Clearly, I am concerned about things like an Ebola pandemic, war, martial law, and economic collapse.  I’m a news junkie and am gifted (or cursed) with a vivid imagination.  But personal things can cause a lot of upheaval when you are on a tight budget.  And if Murphy’s Law holds true (and it often does) whatever can go wrong, will go wrong, generally at the worst possible time.

Take my SUV, for example. (Please, take it and give me a different one!)  I was driving down the road on Monday when I noticed that it was beginning to overheat. I pulled over, let it cool down, and limped in at 20 miles an hour to a nearby shop, hoping it was something little like a leaky radiator cap.

Alas, it was something big like leaky head gaskets. And by big, I mean about $2000.  Oh, and another week or so without a vehicle.

My poor little emergency fund, that I had been cultivating and growing, is now kaput, along with a couple of weeks of pay.  Imagine my delight.

I was seriously upset. In a funk. Blue as the moon. Which will, of course, get me precisely nowhere.

First, improve your attitude.

If I allowed myself to linger in that funk, all I would do is think about what I’m missing, how I’m stuck at home, and how awful things are. Not productive.

I started feeling ever-so-slightly better when I thought to myself, “Hey, this is ‘practice’ for a real, genuine, can’t-leave-the-house disaster. I can write about this.”

Not much better, but better enough that I’m not weeping into my coffee or planning a dramatic 10 mile walk to the nearest Starbucks so that I could plunge face first into a gigantic Frappuccino for solace.

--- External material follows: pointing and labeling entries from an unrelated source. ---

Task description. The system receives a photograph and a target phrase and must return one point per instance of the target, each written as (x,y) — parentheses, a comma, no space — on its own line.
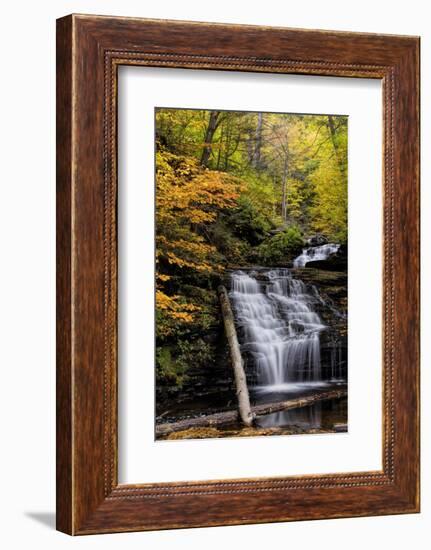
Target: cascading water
(315,253)
(279,326)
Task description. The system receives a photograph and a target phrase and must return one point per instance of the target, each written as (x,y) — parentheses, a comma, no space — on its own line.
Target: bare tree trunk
(209,134)
(332,131)
(240,379)
(258,142)
(284,191)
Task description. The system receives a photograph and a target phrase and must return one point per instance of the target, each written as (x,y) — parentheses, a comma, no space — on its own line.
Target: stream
(280,332)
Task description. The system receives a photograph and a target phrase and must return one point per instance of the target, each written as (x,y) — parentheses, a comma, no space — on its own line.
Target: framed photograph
(237,274)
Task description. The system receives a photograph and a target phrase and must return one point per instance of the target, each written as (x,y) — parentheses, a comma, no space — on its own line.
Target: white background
(141,458)
(27,120)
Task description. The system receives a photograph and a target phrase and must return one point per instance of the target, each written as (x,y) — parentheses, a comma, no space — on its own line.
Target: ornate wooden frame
(89,51)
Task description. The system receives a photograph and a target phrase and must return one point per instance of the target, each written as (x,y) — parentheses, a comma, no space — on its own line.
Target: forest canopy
(235,189)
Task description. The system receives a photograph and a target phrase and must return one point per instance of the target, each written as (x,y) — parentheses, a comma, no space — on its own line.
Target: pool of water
(323,415)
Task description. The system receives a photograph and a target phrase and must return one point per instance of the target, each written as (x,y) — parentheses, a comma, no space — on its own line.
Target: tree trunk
(209,134)
(332,131)
(258,142)
(237,363)
(284,191)
(225,417)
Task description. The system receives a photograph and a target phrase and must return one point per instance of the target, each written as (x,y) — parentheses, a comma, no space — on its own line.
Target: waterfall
(279,327)
(315,253)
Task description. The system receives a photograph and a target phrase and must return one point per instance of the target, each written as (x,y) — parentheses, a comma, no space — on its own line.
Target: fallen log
(244,409)
(226,417)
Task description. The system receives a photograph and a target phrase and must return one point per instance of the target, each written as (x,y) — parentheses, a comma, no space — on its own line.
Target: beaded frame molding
(89,51)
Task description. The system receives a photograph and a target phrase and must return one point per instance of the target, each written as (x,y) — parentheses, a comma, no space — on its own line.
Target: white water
(278,326)
(315,253)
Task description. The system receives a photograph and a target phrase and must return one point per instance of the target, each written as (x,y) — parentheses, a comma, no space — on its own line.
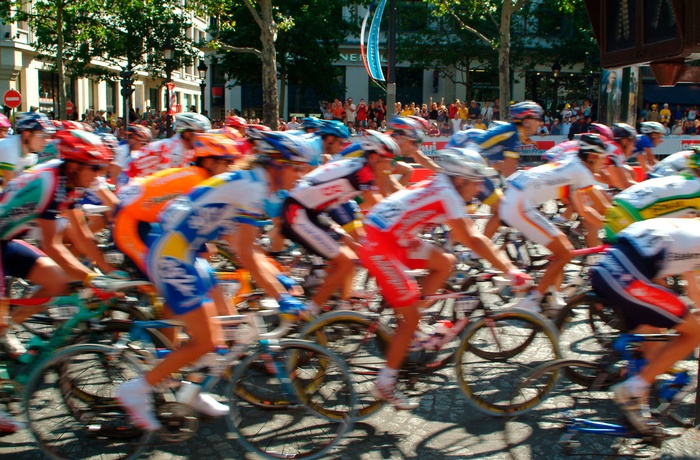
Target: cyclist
(330,189)
(571,178)
(392,245)
(501,147)
(175,152)
(137,137)
(222,206)
(19,152)
(671,196)
(652,133)
(644,251)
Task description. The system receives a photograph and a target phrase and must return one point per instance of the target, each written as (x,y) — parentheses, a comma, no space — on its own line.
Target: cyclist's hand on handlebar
(520,281)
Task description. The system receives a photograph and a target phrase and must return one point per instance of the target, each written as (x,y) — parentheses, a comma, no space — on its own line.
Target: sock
(637,386)
(387,377)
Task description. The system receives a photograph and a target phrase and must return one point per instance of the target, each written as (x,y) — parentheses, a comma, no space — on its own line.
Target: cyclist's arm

Then I started thinking about the stuff that I had really planned on getting before starting my no-grocery-store challenge.  Like laundry detergent, for example.  I was also going to hit the farmer’s market and stock up on some veggies that I don’t yet have growing at my place.  Alas, what I have is…well, what I have.

Then I started thinking about the awesome ways I could deal with these things. And I felt inspired and energized because of the challenges.  Also, I had something interesting to write about, because it is a sad reflection of the economy that many of us are in a situation very much like this, where one large unexpected expense can be temporarily life-altering.

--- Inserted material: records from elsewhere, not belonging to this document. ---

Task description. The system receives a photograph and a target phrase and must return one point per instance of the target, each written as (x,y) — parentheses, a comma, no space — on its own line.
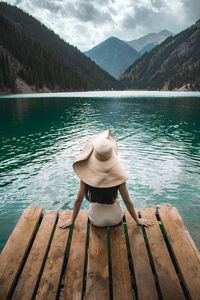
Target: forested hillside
(174,64)
(35,54)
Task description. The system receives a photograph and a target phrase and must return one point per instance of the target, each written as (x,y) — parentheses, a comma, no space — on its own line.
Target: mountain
(149,41)
(174,64)
(34,57)
(113,55)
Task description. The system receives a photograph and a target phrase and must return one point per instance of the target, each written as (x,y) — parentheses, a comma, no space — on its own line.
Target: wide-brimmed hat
(98,165)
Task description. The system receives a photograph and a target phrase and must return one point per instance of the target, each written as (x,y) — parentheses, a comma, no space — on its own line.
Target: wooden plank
(166,274)
(97,281)
(146,288)
(29,277)
(121,280)
(48,286)
(15,250)
(183,251)
(73,282)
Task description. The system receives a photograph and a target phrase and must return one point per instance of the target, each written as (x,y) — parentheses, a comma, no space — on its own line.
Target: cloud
(85,23)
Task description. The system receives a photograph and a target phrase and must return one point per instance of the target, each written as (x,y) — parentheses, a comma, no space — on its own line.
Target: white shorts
(102,215)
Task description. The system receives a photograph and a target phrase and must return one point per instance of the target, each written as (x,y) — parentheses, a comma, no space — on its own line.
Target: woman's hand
(66,224)
(145,222)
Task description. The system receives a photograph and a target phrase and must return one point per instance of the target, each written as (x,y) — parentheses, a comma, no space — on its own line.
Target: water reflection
(158,145)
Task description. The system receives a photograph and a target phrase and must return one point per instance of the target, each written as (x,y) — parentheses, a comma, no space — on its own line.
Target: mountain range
(34,58)
(173,64)
(113,55)
(149,41)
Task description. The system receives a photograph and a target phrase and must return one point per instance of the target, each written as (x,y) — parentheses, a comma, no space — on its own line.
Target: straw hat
(98,165)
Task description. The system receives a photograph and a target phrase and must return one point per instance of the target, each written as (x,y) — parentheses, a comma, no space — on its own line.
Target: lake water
(159,145)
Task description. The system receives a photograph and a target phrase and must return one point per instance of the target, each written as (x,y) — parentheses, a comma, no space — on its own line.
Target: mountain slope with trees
(174,64)
(149,41)
(35,54)
(113,55)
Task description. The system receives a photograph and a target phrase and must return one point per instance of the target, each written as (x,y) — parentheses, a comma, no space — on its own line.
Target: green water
(159,145)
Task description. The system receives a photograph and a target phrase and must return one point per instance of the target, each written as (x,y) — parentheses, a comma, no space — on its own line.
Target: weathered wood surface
(97,282)
(15,250)
(48,286)
(31,271)
(145,283)
(166,274)
(73,283)
(121,279)
(42,261)
(185,252)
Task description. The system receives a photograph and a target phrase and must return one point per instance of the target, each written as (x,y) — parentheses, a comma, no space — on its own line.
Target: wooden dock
(127,261)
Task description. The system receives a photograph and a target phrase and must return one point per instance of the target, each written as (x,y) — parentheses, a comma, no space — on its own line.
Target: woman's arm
(77,206)
(129,205)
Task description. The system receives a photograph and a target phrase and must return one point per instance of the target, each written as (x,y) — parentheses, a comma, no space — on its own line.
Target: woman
(101,177)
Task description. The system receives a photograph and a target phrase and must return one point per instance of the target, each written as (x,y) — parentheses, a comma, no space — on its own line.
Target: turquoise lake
(158,136)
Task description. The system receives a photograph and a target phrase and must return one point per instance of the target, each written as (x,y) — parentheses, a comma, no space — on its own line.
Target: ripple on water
(159,146)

While it still bites the big one that I have to spend $2000 on a vehicle repair, as soon as I changed my attitude and began thinking about solutions instead of problems, I felt a thousand times better and reverted to my normal optimistic self.


Second, be creative in your solutions.

So, in response to the instant, “Oh my gosh, I’m stranded and I need so much stuff from the store” reaction, I began doing an inventory of what I have on hand to fulfill those needs.

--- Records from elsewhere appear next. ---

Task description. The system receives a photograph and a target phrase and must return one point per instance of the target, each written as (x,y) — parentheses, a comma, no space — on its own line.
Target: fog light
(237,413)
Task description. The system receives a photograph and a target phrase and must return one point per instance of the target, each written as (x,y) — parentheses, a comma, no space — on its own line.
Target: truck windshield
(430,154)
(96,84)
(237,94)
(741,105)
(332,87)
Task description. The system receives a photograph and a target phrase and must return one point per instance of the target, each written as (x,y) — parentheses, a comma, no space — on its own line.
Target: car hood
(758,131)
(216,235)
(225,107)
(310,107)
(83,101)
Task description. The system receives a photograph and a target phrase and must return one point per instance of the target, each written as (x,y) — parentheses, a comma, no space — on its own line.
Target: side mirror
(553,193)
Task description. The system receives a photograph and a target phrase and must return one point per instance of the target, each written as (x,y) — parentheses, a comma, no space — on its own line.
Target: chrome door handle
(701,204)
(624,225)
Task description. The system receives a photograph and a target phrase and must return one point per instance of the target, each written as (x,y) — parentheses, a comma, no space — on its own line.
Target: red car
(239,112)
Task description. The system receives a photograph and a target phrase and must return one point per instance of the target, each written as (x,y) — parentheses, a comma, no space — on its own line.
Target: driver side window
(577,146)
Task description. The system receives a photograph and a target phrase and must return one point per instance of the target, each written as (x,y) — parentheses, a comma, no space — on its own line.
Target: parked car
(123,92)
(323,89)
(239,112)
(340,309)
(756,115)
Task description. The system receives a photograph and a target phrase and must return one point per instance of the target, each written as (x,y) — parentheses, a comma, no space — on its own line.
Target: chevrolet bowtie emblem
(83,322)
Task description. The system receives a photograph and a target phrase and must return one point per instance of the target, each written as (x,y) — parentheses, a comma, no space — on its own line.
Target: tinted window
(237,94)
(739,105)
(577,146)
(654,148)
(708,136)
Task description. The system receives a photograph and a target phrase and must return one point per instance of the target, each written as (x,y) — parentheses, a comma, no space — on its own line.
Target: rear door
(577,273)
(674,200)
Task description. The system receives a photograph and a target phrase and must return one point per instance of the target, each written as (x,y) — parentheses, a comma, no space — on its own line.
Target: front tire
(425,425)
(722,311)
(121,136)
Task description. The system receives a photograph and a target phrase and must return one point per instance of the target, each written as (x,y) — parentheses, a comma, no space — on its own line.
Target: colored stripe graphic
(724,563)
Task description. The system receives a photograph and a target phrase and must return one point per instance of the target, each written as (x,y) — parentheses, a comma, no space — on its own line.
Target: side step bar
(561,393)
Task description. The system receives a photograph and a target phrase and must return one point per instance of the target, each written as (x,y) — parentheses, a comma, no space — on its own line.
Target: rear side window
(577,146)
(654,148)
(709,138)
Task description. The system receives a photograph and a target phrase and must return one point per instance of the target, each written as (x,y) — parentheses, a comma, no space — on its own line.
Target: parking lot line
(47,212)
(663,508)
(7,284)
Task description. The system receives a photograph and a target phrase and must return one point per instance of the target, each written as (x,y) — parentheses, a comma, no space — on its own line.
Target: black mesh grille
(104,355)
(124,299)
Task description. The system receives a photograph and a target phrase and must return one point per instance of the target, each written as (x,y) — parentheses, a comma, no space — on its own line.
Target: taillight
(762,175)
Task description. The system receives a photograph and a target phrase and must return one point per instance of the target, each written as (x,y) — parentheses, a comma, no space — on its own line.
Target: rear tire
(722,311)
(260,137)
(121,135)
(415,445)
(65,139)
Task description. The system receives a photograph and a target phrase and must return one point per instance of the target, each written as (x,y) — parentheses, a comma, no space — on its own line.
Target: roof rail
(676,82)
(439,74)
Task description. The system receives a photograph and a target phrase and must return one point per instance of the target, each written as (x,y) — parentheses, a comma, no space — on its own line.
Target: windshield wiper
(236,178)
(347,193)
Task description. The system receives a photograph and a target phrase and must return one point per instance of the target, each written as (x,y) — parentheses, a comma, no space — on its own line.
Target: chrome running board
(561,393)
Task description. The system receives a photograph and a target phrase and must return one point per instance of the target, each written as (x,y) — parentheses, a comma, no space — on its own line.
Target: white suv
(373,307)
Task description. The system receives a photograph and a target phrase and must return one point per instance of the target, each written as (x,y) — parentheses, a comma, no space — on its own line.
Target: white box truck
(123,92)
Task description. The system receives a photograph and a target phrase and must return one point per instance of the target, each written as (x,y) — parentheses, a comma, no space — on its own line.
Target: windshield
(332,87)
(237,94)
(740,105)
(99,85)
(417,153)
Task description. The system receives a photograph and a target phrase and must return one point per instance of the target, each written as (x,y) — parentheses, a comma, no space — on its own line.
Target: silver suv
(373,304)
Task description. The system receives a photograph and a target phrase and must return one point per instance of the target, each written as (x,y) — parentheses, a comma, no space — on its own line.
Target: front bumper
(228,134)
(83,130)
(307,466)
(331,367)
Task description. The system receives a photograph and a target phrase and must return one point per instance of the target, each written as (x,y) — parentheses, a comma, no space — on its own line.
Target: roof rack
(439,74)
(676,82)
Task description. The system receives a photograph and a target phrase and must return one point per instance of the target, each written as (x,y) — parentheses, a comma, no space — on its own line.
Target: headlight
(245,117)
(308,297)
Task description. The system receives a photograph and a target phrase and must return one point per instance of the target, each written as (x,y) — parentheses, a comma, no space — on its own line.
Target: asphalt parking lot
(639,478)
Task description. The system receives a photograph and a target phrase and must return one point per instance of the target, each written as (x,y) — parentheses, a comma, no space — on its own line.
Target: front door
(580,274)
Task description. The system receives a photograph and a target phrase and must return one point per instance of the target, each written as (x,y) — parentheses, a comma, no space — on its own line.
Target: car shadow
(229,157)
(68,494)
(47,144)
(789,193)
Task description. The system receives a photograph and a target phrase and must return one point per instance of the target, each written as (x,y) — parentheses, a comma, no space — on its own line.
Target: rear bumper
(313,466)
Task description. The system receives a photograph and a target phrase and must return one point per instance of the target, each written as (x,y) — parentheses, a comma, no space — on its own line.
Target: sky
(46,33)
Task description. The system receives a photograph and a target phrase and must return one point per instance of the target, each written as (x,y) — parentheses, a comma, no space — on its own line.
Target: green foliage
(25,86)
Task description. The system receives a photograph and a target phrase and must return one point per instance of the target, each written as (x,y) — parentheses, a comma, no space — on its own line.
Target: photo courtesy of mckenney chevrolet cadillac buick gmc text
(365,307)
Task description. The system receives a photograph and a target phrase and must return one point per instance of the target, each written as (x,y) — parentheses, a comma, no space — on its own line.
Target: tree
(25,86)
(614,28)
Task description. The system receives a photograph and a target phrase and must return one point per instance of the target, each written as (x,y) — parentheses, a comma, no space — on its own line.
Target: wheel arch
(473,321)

I”d been planning to make my own laundry detergent for ages and have all of the supplies on hand in such abundance that I could wash clothes from now until the Second Coming and still have homemade laundry soap left over for those white robes. (You can read about making your own laundry detergent HERE.)

As far as the food goes, well, wants aren’t needs. We have a stockpile, home canned goods, and stuff in the freezer.  I’m a prepper, and we’d honestly be perfectly well fed if we didn’t go to the store or farmer’s market for the next 6 months.  It might get a bit repetitious, but we’d be nourished and far from hungry.  Plus, I have vast amounts of coffee on hand, so I’ll be pleasant, too.

I realized that honestly, there isn’t one single thing I desperately need that I can’t make or improvise.  And maybe I’m weird but I find improvisation to be a lot of fun, and I get an actual “rush” when my make-shift solutions end up working really well.  You know that quote, “Necessity is the mother of invention.”  I really like that far better than the Murphy quote.

Third, there are usually some silver linings.

We moved recently and now that we’re on foot, my daughter and I decided to take a different route and go for a walk each day to explore our new area.  This is some great Mom/kid time, good exercise, and we’ll be able to learn more about our surroundings instead of always being too busy to go exploring.

In many personal catastrophes, there are similar perks if you look at them the right way.

  • A loss of a job means you have more time to spend with your family.
  • A financial crunch means that you might spend more time cooking wholesome ingredients from scratch instead of buying fast food or convenience items.
  • Not having a vehicle means you save money because you have no place to spend money.
  • If you have more time on your hands, no matter what the reason, you can get going on some of those projects you’ve been putting off.
  • When you need something you can’t afford to pay for, sometimes you can learn a new skill and create it yourself.
  • If the power goes out, the family comes together. There are no video games or TV shows or internet-surfing sessions to get in the way of hanging out. Memories are made of times like these.

Sometimes I’m astounded at the solutions my kids come up with. They are so bright and creative and those talents really shine in situations where problem-solving is necessary.

You can test your preps.

When disaster strikes in a personal way, it gives you an opportunity to test your preps.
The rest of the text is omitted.